Valuing Facebook

June 30, 2008, 10:21 PM UTC

Tech Crunch landed a nifty scoop Saturday, publishing the name of a wealth-management advisor who purportedly is trying to sell shares of Facebook belonging either to an early investor or early employee. This is a peak inside the murky netherworld of investing in startups whereby shareholders in a private company can sell their shares under certain circumstances directly to other investors.

What’s particularly juicy about the revelation is that the investors are shopping a valuation significantly below the infamous $15-billion point Microsoft established when it invested in Facebook last year (the valuation at which a company raises money becomes the de facto valuation). Tech Crunch is reporting that Facebook’s valuation may have fallen as low as $3 billion, at least according to those doing the selling.

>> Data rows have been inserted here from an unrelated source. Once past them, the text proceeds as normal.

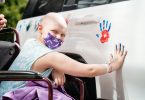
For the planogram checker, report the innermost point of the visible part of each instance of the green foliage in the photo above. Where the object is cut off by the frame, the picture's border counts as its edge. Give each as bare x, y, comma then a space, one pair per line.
13, 11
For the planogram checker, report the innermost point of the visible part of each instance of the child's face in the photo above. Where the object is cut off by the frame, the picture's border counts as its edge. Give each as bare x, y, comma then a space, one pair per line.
56, 29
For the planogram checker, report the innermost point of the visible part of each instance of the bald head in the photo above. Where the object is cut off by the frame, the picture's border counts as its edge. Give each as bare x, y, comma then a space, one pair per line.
54, 24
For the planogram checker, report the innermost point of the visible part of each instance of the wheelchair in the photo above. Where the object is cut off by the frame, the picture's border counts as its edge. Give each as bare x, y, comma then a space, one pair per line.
9, 49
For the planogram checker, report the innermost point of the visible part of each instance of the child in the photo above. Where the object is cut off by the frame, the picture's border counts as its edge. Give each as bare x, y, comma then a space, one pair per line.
38, 55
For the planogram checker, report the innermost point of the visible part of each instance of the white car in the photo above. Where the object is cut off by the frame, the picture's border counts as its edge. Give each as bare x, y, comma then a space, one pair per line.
93, 33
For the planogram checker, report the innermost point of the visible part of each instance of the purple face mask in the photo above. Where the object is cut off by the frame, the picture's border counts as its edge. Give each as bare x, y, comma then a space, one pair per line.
52, 42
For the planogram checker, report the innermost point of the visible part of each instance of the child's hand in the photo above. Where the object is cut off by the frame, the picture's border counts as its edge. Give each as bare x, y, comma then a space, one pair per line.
117, 60
58, 77
3, 21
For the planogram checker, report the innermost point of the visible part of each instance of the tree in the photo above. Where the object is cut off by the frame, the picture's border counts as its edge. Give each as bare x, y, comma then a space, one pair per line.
13, 11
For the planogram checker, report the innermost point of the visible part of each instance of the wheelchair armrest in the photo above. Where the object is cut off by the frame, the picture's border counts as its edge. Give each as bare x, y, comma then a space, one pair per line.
26, 76
19, 75
79, 82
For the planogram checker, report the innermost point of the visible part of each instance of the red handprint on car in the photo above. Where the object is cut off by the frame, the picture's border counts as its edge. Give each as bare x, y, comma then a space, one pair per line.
104, 28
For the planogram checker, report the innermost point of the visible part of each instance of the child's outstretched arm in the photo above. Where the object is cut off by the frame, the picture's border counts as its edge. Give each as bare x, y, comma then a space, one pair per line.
69, 66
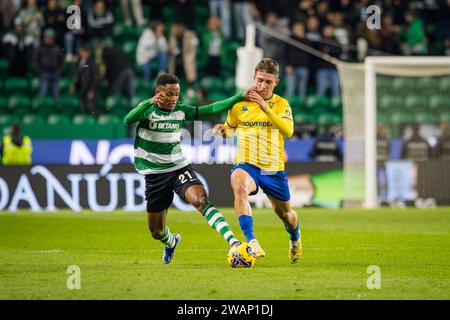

The amount an individual is willing to accept in order to dump an asset is one thing. What the company itself will take the next time it raises capital makes a significant statement about what Facebook is worth. Though Facebook has raised oodles of money — most recently the $100 million in debt financing it took from TriplePoint Capital — it undoubtedly will need more. When that happens, let’s say the valuation is still $3 billion. Microsoft would then have to write down 4/5 of its $240 million investment in Facebook. Not a big deal to Microsoft financially, but embarrassing all the same.

A final thought. Reading the purported details in Tech Crunch of the e-mail from Bill Dagley of Private Wealth Partners (I say “purported” because I have no way of verifying the veracity of an e-mail sent to Michael Arrington), I’m reminded how foolish it is to put anything sensitive in an e-mail these days — or ever. I’ve recently noticed an uptick in the number of people who pick up the phone to have a conversation they once might have e-mailed. It’s undoubtedly a healthy development, as folks like Eliot Spitzer, Frank Quattrone, and the two former fund managers at Bear Stearns assuredly would agree.